When we have an entire society set up to control women, when we have a culture that holds up the ‘strong man’ as a heroic figure, when every single day being a woman involves a fight against the norms and institutions that view us as lesser beings than men, is it any wonder that we can’t stop violence against women with harsher criminal laws and a few extra police?
No. We need to rethink this whole thing. We need to start doing this. frankly, in the way women would have designed it had we had the chance. We need to actually take note of the way things worked before the British invaded and wrecked this joint.
We need to embrace restorative justice. A form of justice that allows the victim-survivor to decide what they need and be supported to achieve it.
We need a whole of society responsibility to resetting norms and having them upheld. I don’t know about you, but I don’t need ever-stronger more powerful men to keep me safe from violent men. I need a whole community to stand alongside me and to say that together we are more powerful than those violent men and that we won’t be putting up with their shit any longer.
In Jess Hill’s book, See What You Made Me Do, she speaks of a town where the response to domestic violence offenders is to haul them in front of a town hall meeting and have them explain themselves. Where the town tells the man to stop, that there will be consequences for that man’s participation in the community if they don’t change. Where the man is asked what support he needs to change his ways. Where the violence is not the victim-survivor’s responsibility to solve, but where the whole community is responsible for changing that man’s behaviour.

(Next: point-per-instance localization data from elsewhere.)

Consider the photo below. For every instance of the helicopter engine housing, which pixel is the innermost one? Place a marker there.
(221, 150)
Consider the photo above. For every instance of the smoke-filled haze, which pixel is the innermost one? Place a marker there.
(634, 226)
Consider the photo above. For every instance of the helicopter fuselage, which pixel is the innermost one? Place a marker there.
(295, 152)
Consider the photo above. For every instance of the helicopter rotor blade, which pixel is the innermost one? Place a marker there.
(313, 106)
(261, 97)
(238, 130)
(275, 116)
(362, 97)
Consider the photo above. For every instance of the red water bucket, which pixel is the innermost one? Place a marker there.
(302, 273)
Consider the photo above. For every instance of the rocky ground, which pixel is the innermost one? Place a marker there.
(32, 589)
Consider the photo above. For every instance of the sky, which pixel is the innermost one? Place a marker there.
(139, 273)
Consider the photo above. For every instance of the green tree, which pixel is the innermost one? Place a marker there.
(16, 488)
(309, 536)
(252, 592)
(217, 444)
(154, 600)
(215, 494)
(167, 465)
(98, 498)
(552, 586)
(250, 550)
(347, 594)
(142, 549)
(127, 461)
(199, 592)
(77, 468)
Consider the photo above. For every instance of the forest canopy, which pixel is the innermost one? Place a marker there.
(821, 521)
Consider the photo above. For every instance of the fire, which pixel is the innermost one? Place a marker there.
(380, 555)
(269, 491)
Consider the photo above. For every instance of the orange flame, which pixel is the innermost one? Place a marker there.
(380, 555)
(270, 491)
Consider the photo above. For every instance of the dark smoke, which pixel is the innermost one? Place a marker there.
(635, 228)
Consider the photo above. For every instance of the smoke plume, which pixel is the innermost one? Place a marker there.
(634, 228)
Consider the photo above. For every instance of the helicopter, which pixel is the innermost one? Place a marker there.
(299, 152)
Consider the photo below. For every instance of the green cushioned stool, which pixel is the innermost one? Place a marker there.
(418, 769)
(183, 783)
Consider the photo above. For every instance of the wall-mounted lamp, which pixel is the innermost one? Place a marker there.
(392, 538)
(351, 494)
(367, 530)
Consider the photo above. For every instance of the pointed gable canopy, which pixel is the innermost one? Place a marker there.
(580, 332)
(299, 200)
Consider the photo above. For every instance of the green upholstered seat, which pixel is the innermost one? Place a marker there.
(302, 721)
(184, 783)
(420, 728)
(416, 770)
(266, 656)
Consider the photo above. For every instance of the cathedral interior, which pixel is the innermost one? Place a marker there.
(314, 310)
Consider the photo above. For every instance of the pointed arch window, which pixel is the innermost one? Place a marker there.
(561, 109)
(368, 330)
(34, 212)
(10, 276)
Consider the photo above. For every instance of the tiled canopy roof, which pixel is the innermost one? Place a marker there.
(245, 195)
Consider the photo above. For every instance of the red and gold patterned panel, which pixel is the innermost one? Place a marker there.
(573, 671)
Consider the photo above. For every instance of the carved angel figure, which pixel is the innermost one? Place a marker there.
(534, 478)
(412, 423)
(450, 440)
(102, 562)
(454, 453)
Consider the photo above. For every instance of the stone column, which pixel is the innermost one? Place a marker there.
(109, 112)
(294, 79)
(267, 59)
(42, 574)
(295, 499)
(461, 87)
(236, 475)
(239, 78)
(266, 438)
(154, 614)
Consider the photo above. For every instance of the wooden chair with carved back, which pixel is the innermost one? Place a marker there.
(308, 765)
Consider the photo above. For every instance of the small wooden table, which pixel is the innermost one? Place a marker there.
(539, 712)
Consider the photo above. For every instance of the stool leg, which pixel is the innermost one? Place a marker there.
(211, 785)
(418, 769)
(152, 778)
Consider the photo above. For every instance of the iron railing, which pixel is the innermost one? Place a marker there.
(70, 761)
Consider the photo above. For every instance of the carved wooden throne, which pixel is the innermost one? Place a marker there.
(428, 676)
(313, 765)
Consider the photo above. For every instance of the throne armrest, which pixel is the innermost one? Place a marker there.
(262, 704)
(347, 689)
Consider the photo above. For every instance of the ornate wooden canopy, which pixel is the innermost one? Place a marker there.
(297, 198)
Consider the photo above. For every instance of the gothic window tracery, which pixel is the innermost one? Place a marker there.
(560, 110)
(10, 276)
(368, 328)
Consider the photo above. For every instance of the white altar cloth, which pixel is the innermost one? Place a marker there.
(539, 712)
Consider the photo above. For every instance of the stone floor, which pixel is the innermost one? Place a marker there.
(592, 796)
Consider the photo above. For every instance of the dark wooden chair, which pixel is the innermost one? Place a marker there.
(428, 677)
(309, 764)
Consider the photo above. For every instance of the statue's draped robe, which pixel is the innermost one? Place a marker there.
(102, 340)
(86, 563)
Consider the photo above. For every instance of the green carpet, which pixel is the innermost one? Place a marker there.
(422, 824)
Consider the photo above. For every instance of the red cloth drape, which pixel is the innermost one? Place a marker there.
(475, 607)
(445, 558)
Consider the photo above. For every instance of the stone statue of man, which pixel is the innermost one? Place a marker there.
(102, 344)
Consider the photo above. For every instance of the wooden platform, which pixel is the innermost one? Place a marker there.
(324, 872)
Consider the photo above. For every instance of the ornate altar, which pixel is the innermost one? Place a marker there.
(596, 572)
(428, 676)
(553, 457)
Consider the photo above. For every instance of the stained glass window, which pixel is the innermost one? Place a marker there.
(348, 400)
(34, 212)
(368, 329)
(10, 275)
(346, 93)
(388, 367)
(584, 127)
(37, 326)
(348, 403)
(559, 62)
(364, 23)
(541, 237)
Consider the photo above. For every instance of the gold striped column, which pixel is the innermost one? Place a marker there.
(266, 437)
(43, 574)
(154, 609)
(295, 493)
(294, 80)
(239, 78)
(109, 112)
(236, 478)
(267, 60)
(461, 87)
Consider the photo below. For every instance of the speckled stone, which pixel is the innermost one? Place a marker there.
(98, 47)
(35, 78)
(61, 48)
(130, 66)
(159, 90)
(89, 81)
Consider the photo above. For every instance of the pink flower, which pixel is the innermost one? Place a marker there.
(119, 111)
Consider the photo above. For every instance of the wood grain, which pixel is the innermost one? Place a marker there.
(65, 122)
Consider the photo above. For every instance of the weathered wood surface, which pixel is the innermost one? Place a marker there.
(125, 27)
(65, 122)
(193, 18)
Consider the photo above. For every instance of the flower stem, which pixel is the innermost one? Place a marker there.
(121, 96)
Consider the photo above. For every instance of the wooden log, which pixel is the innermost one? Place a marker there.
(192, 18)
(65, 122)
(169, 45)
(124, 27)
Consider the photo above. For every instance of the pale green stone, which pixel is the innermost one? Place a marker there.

And this intuitively makes sense. There will always be cases where someone can not be kept safe unless the perpetrator is removed - where jail is the only way to keep the victim safe - but in so many cases the victim isn’t asking for their perpetrator to be put in jail, they’re asking for the violence to stop. And this is even more the case in First Nations communities, where a man in jail, even for a short period, faces such a high risk of dying in custody, and where women are at such a high risk of having their children taken away at the slightest hint of family trouble.
Let’s ask women what they want. And let’s listen and support them to escape violence. You can’t fight fire with fire, and fighting men’s violence with State violence isn’t the answer. We need a new way of doing things – one that doesn’t rely on police and the justice system, but one that creates lasting and widespread change by bringing the whole community together to help unpick centuries of men’s unearned power over women.
And there are so many people trying to do just that, but they need governments to get on board. Stop pumping more and more funding into the police. Stop introducing ever more draconian laws. And start properly funding domestic and family violence and sexual violence prevention and response services. Start investing in first responders with social work and psychological expertise, amp up the incredible work being done to co-locate social services workers within police stations. Change the nature of policing to be primarily about intervening and preventing crime, not about catching criminals and having them prosecuted. Police KPIs that rely on numbers of arrests and convictions need to be replaced with KPIs that measure genuine safety of the community, through empowerment of individuals to make independent decisions and to enable choice in whether or not to stay in relationships.
To end the war on violence against women we need nothing short of a revolution in the way we’ve been thinking about police, crime and power. It might seem like a big ask, but asking women to continue to live in a society where they would feel safer with a bear than an unknown man is far, far bigger.